INTERSOS project manager Daniela Zitarosa describes what it is like to live and work in the winter months in the informal settlement of Borgo Mezzanone. “Once the summer rush has died down – she explains – when it seems that the waters are about to calm down, all the troubled situations end up coming to the surface. People have a much higher level of complexity”.
Winter has also arrived here, on the former runway of Borgo Mezzanone. This place generally peaks in the summer due to the exponential increase in its inhabitants, who come from various parts of Italy to find employment, occupation, or exploitation in the “fruitful” fields of Capitanata.

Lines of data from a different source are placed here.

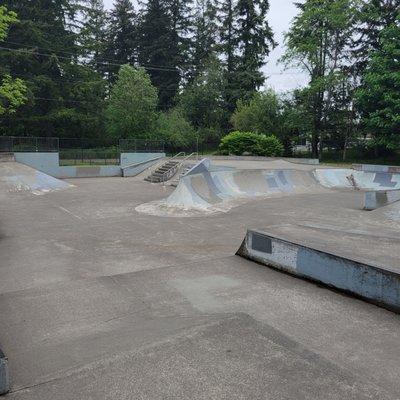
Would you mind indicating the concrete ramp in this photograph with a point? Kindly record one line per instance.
(209, 190)
(16, 177)
(221, 188)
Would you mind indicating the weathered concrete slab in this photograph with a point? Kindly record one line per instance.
(380, 285)
(381, 198)
(4, 374)
(377, 168)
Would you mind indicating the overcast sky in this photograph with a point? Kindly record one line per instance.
(280, 15)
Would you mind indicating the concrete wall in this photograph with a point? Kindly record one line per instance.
(381, 198)
(376, 168)
(4, 374)
(311, 161)
(137, 168)
(49, 164)
(373, 283)
(133, 158)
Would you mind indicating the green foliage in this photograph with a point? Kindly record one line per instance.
(203, 102)
(13, 92)
(6, 19)
(159, 49)
(262, 114)
(318, 42)
(131, 112)
(175, 129)
(12, 95)
(241, 143)
(379, 96)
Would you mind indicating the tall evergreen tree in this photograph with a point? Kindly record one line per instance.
(245, 40)
(121, 37)
(371, 18)
(253, 42)
(92, 35)
(158, 50)
(204, 40)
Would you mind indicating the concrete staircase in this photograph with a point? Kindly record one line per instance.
(183, 171)
(6, 157)
(165, 172)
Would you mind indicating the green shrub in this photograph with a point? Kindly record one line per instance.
(242, 143)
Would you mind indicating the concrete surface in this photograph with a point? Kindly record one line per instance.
(16, 177)
(4, 374)
(380, 198)
(99, 301)
(208, 190)
(377, 284)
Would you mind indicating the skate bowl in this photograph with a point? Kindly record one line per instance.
(212, 191)
(18, 177)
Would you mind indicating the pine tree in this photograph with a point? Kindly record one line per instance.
(245, 41)
(92, 35)
(372, 17)
(158, 51)
(253, 42)
(204, 41)
(121, 37)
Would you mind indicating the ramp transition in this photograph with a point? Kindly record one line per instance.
(16, 177)
(219, 190)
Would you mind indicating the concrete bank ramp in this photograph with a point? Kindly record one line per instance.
(210, 191)
(16, 177)
(220, 190)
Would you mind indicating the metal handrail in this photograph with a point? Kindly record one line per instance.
(177, 167)
(181, 153)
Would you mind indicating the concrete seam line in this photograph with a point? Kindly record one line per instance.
(4, 374)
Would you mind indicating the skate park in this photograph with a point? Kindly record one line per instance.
(226, 277)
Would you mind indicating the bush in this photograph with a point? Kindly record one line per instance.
(175, 129)
(240, 143)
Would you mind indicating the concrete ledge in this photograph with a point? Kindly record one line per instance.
(4, 375)
(379, 285)
(381, 198)
(310, 161)
(137, 168)
(376, 168)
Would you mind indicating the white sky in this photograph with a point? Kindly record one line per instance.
(280, 14)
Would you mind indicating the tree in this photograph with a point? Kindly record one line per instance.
(6, 19)
(158, 51)
(317, 42)
(254, 39)
(246, 40)
(204, 41)
(12, 91)
(370, 18)
(131, 111)
(203, 103)
(121, 37)
(379, 96)
(261, 114)
(175, 129)
(92, 34)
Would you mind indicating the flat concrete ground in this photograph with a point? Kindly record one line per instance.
(98, 301)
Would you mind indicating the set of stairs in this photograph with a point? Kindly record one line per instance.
(6, 157)
(183, 172)
(164, 173)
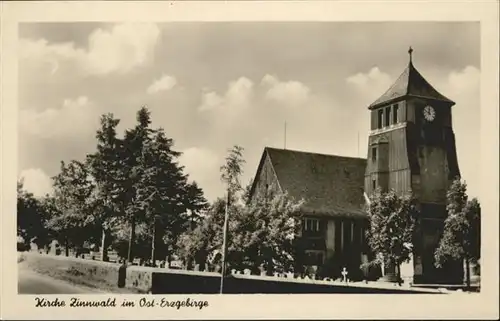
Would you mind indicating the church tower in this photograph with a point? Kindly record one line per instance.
(412, 148)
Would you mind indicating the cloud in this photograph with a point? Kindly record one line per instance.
(119, 50)
(370, 85)
(238, 96)
(289, 93)
(202, 165)
(465, 80)
(164, 83)
(75, 118)
(36, 181)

It is a place that undergoes a sudden transformation on several levels between the summer and winter seasons: first of all, demographically, with the number of residents reduced to just the permanent ones, people who have been living in these shacks for many years; and climatically, from the suffocating sultriness of 45 degrees in summer to freezing temperatures close to zero, accompanied by violent gusts of wind, the only omnipresent element in the area, regardless of the season.

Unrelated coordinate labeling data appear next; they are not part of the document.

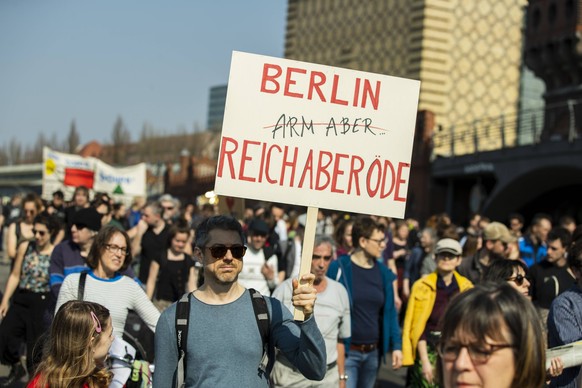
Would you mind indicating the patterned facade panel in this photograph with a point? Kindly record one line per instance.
(467, 53)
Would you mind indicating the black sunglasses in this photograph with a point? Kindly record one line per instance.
(518, 279)
(219, 251)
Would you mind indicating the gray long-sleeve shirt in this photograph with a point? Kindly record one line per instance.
(224, 344)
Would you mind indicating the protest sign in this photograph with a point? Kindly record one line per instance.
(317, 136)
(66, 172)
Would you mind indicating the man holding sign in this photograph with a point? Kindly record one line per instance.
(223, 346)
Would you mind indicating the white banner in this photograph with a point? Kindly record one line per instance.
(66, 172)
(315, 135)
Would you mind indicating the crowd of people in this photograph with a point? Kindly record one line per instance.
(456, 305)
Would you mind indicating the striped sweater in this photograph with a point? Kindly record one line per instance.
(118, 294)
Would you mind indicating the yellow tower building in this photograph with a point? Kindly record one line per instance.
(466, 53)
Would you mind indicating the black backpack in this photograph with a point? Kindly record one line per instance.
(183, 313)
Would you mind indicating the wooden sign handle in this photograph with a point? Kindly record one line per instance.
(306, 252)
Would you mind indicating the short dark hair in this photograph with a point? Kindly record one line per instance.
(321, 239)
(482, 312)
(101, 240)
(59, 194)
(363, 227)
(176, 229)
(217, 222)
(539, 217)
(50, 222)
(155, 206)
(516, 216)
(561, 234)
(501, 269)
(575, 255)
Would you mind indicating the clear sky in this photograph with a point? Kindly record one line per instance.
(148, 61)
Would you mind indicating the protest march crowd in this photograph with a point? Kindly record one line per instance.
(470, 305)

The most remarkable transformation, however, is reflected in the settlement’s activities and rhythms: when the demand for labor decreases and there is a lack of alternatives for gathering, the inhabitants of the ghetto slip into the vortexes of boredom, streams of thought, and disillusionment, and so the search for anesthetics for the mind or other escape routes that erase this place and this present for a moment become a daily practice. And so the work of INTERSOS, with its mobile clinic, social workers, and all the valuable partners accompanying it on the runway for years, also changes its appearance. However, the services provided remain the same. What actually changes are the problems that users bring to our attention.

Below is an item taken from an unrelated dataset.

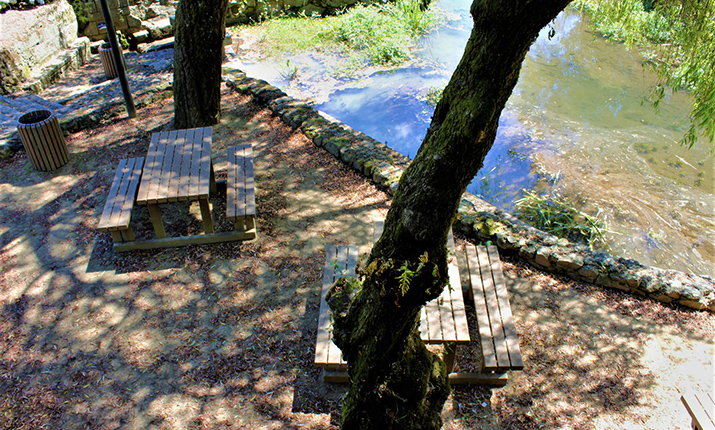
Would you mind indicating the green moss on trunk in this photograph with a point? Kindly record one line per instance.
(395, 382)
(198, 48)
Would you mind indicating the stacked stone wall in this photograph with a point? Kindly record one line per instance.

No longer do we only see injured or burnt faces, hands, legs, and arms or cuts caused by work tools and the absence of adequate protection systems. The people who come to the clinic in the winter period present a much higher level of complexity, another side of the usual dysfunctional system that characterizes this place. People come with chronic illnesses that have been neglected because, in the summer months, when no opportunity to bring home a few euros can be missed, they end up skipping meals, forgetting to drink and rest, carry on with their therapies, or have the time to go to the doctor to obtain the prescription for medications. Then, some cannot store their medicines, considering that most denature at high temperatures. Think of D., for example, a young man with a severe heart condition diagnosed years ago who came to us in pain and barely breathing and then ended up being admitted to the CICU (Cardiac Intensive Care Unit), where he was implanted with two bypasses and a difficult-to-follow multi-therapy. He, like many others, spent the summer working in the fields despite his severe health condition.
Here on the track, therefore, the equation that a decrease in the number of patients corresponds to easier management of health needs does not work. On the contrary, once the summer rush has died down, when the waters are about to calm down, all the troubled situations end up coming to the surface.